So many Americans are now living to be old. And we require so much health care. Do these two facts mean we need to ration this care on the basis of age?
Since the 1980s, Daniel Callahan has been suggesting as much. And at a recent conference on end-of-life issues he raised again the questions that have made him a target for elder advocates.
This conference, sponsored by Boston College, drew to Newton some 65 presenters and attenders from around the country, researchers and practitioners in medicine, law, social work, and other fields.
As keynote speaker, Daniel Callahan asked the question “Does Age Matter?” making it the title of his talk.
Co-founder of the Hastings Center in Garrison, New York in 1969, Callahan has been talking and writing about medical ethics for many years. He has authored or edited 35 books and many articles. Mild-mannered though he is in his own person, he has managed to turn some of his critics into angry hornets.

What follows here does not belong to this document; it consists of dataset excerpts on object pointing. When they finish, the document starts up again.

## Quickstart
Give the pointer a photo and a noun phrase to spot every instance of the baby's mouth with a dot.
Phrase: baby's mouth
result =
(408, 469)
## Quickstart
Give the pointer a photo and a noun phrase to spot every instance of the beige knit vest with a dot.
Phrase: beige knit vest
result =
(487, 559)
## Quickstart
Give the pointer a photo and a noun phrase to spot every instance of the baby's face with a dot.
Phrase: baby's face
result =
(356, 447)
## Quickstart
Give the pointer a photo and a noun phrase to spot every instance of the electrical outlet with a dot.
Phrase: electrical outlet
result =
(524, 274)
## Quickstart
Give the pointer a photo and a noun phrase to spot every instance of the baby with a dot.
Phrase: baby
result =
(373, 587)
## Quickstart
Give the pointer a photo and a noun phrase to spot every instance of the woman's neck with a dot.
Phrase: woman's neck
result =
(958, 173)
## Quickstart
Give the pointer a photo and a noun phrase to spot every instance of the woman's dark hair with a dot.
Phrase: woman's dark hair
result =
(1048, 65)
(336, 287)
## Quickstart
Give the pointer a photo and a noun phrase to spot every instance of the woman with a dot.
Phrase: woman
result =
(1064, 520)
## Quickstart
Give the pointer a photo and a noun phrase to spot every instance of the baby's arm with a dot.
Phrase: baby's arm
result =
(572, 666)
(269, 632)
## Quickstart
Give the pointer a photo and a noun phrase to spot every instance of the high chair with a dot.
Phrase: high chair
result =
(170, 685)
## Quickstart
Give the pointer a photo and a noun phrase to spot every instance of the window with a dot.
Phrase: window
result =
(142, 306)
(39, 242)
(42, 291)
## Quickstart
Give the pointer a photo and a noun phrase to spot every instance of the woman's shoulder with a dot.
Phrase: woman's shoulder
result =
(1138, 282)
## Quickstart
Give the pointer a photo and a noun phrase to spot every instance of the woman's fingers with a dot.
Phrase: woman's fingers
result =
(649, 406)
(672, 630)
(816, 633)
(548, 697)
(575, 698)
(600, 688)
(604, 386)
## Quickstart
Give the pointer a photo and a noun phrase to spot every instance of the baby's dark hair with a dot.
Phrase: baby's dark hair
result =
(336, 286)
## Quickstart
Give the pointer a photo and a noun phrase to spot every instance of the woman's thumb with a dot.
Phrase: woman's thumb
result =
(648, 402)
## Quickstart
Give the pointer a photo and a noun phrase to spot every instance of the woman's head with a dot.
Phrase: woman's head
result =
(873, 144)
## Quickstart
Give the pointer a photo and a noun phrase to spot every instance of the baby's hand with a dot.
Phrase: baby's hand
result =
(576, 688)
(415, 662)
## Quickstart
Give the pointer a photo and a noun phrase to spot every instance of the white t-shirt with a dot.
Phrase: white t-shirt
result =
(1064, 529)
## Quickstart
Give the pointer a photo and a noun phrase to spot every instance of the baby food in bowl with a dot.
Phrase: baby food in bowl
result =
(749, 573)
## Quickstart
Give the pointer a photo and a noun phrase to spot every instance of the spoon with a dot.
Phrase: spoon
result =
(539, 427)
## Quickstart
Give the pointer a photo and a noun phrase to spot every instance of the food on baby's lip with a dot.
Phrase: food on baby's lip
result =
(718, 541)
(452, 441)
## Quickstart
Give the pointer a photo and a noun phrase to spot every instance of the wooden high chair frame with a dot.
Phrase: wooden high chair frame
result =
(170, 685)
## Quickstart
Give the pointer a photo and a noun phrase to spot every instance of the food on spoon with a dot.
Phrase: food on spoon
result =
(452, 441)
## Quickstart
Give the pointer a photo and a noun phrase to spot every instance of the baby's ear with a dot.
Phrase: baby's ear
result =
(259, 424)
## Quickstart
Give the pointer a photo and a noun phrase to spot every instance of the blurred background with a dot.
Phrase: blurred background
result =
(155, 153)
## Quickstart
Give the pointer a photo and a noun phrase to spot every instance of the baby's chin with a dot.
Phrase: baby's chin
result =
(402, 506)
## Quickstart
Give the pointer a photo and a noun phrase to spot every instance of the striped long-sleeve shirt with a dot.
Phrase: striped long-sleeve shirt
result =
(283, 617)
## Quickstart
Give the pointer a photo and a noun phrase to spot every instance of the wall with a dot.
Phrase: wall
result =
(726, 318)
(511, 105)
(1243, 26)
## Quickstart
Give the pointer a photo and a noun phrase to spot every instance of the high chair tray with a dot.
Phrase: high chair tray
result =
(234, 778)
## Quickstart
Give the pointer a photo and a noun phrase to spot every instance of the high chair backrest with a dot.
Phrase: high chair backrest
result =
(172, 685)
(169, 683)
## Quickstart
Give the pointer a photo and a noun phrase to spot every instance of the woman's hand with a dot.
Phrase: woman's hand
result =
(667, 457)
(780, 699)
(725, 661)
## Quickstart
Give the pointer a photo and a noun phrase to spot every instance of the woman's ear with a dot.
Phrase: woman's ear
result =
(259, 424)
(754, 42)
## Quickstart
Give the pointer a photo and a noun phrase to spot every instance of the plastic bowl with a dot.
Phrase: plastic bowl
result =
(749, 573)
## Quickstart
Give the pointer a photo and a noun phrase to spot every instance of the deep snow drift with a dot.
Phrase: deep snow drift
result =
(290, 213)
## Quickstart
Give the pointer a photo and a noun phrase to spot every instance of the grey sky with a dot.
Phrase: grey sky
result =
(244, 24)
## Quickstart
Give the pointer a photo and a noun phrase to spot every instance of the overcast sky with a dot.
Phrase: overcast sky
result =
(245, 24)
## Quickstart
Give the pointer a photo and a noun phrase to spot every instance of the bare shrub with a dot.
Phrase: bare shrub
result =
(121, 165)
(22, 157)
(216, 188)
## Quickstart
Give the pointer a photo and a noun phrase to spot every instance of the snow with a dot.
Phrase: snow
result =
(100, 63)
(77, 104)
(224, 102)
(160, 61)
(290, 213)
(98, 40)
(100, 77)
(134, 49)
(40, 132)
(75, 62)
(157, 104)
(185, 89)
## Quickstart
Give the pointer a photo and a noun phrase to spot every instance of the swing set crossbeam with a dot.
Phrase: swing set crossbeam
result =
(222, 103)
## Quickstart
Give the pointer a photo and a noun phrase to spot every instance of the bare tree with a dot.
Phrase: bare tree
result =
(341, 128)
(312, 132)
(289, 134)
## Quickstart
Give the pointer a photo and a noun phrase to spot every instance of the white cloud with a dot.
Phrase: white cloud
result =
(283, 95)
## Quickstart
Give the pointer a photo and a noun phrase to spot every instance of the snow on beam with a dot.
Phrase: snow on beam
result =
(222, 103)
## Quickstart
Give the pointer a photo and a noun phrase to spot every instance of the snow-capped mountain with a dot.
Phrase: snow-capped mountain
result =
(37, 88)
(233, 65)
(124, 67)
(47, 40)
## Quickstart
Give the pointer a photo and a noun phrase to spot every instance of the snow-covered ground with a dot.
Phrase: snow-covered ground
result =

- Aging and death are on a collision course, this keynoter points out, since most people – – in this country, at least – – do not die until well into their 70s or beyond. This increased longevity makes for three tensions:
- In the United States, old age is no longer seen as a time of certain decline and disability;
- Physicians do not accept the inevitability of death and most Americans believe unlimited benefits should be available to everyone;
- Older people should be treated on an individual basis, no matter what the pressures on Medicare and other funding sources.
Palliative care, as distinguished from medical services focused on cures, has become an ideal for at least some physicians. However, to make palliative care the norm, when cure is not realistic, requires an acceptance of death that goes beyond where many doctors are. A leading researcher among them, William Haseltine, has called death “nothing but a series of preventable diseases.”
Professionals with this mentality accept death only when technology cannot do anything more. Callahan believes that palliative care – – that is, the effort to keep patients as comfortable and as pain-free as possible – – should be much more honored than it is.
“Care must be seen of equal value with cure,” he says. For him the time has come for restoring a balance between the two. He would also like to see this kind of care made available to those patients who are not terminally ill.
Death should not be seen as the enemy. Callahan does not approve of what he terms the “medical arms race with death.” He takes as a fine model the practice of people in the Czech Republic, a place where he has spent considerable time. There people grow old and are allowed to die rather than being kept alive by technology.
Callahan feels some hope for a different future in our attitudes toward end-of-life treatment. “We are beginning to come to our senses,” he says. “It has been a wonderful ride, but we are reaching the point where enough is enough.”
“We have no moral obligation to keep people alive,” says this moral philosopher. Old people do not fear death in itself, he believes, only dying poorly, without any room for decisions being left to themselves and their families.
Not surprisingly, designated responders at the conference disagreed with Callahan’s main points. Sara Fry, a Boston College researcher with a background in nursing, stated that “age should never be a criterion for end-of-life care.” Instead, she sees the patient’s prospects or prognosis as the standard by which to judge. How well the patient can bear certain treatments is more relevant than age.
Later Fry would repeat her basic view: “No matter my age, I want a doctor to bring me a cure. I don’t want options eliminated because of age.”
Another respondent, David Solomon from Notre Dame’s Center for Ethics and Culture, judged Callahan not radical enough. He ought to have questioned the distinction between curing and caring, Solomon said, if only because patients see curing as caring.
“If you put curing and caring in tension,” Solomon claimed, “curing will win every time.” This respondent also said that it would be difficult to reduce medical benefits unless elders could be convinced it was for their own good.
John Paris, a Jesuit priest who is an ethicist on the Boston College faculty, recalled his grandmother who worked as a matron at Boston City Hospital. “It’s sinful what they’re doing to those patients,” she would have said. Father Paris sees acceptance of the human condition as the key to it all.
Readers will find discussed here only one session of a conference that lasted a day and a half and featured many other presentations rich in content. The part reported here, however, does raise some central questions that are bound to stir debate for the foreseeable future.